Fig. 5. Scope of the (R)-(–)-BNDHP A-mediated Povarov reaction of CPG-coupled 10mer ATGC oligonucleotide–aldehyde conjugates 15 with N-Boc-2,3-dihydro-1H-pyrrole 20 and anilines 12. Reaction conditions: Condensation of CPG-coupled ATGC aldehyde conjugate 15 (20 nmol) with aniline 12 (500 equiv., 10 μmol) in 36 μL ethanol/triethyl orthoformate (2 : 1) at ambient temperature for 4 h, followed by addition of (R)-(–)-BNDHP A (100 equiv., 2 μmol) dissolved in 30 μL ethanol and N-Boc-2,3-dihydro-1H-pyrrole 20 (500 equiv., 10 μmol) at 50 °C for 16 h. Boc removal by repeated incubation with 75% TFA for 30 seconds. Afterwards AMA (30% aqueous ammonia/40% aqueous methylamine, 1 : 1 (vol/vol)) was added at ambient temperature for 4 h. ^aDetermined by analytical RP-HPLC analysis. ^bDimethyl sulfoxide was used instead of ethanol. 10mer ATGC = 5′-GTC ATG ATC T-3′.

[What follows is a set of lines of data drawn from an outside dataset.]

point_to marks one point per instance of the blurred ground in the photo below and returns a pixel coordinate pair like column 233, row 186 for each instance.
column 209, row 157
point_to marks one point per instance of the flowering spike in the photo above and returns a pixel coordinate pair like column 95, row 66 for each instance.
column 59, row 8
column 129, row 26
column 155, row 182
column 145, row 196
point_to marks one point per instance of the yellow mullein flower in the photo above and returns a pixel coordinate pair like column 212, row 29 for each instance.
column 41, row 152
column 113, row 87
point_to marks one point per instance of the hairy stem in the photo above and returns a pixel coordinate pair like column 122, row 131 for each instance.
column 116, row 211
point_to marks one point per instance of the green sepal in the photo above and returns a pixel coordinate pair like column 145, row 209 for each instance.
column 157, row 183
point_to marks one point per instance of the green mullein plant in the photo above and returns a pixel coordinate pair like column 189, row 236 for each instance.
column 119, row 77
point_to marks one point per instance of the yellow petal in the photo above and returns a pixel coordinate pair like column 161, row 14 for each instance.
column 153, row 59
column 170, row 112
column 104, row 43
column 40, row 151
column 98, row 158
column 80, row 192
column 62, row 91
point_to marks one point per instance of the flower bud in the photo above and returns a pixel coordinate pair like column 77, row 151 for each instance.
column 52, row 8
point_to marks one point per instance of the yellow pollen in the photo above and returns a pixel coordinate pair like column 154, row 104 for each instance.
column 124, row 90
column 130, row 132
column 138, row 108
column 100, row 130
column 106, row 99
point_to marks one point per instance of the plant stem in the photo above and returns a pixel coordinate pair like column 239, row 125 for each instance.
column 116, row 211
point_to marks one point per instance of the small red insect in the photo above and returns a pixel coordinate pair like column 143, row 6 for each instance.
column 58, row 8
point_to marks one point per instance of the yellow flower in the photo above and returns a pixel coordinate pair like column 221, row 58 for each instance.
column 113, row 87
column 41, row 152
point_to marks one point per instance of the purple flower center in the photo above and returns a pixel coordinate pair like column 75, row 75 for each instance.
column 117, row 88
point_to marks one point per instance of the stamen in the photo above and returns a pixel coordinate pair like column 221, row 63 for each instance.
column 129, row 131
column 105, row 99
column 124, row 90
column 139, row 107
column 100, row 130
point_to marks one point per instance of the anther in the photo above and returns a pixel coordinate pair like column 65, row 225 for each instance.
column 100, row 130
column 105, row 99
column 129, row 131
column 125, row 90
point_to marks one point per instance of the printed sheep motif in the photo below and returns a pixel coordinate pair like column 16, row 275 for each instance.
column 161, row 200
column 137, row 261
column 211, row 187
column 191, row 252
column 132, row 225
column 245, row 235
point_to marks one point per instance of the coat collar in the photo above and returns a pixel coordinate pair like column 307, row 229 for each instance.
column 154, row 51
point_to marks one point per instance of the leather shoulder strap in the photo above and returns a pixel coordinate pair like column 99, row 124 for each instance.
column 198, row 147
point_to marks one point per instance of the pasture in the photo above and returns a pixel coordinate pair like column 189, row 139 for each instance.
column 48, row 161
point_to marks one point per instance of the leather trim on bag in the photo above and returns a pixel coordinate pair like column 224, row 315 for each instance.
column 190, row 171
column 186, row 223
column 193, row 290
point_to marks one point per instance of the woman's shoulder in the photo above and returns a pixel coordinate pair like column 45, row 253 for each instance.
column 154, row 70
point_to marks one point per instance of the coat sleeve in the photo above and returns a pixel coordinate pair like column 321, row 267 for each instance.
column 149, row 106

Fig. 6. Scope of the (R)-(–)-BNDHP A-mediated Biginelli reaction on CPG-coupled 10mer ATGC oligonucleotide–aldehyde conjugates 15 with ureas 24 and ethyl acetoacetate 25. Reaction conditions: CPG-coupled ATGC aldehyde conjugate 15 (20 nmol) was suspended with urea 24 (500 equiv.) and (R)-(–)-BNDHP A (50 equiv., 1 μmol) each dissolved in 30 μL of ethanol and ethyl acetoacetate 25 (500 equiv.), and the reaction mixture was shaken at 50 °C for 20 h. Afterwards AMA (30% aqueous ammonia/40% aqueous methylamine, 1 : 1 (vol/vol)) was added at ambient temperature for 4 h. ^aDetermined by analytical RP-HPLC analysis. ^b200 equiv. of (R)-(–)-BNDHP A were used. ^cThe reaction was performed at 50 °C for 44 h. 10mer ATGC = 5′-GTC ATG ATC T-3′.

Fig. 7. Cheminformatics analysis: A = PCA plot of the DA-1(red), P (blue) and B (green) libraries. B = PMI plot of the DA-1(red), P (blue) and B (green) libraries.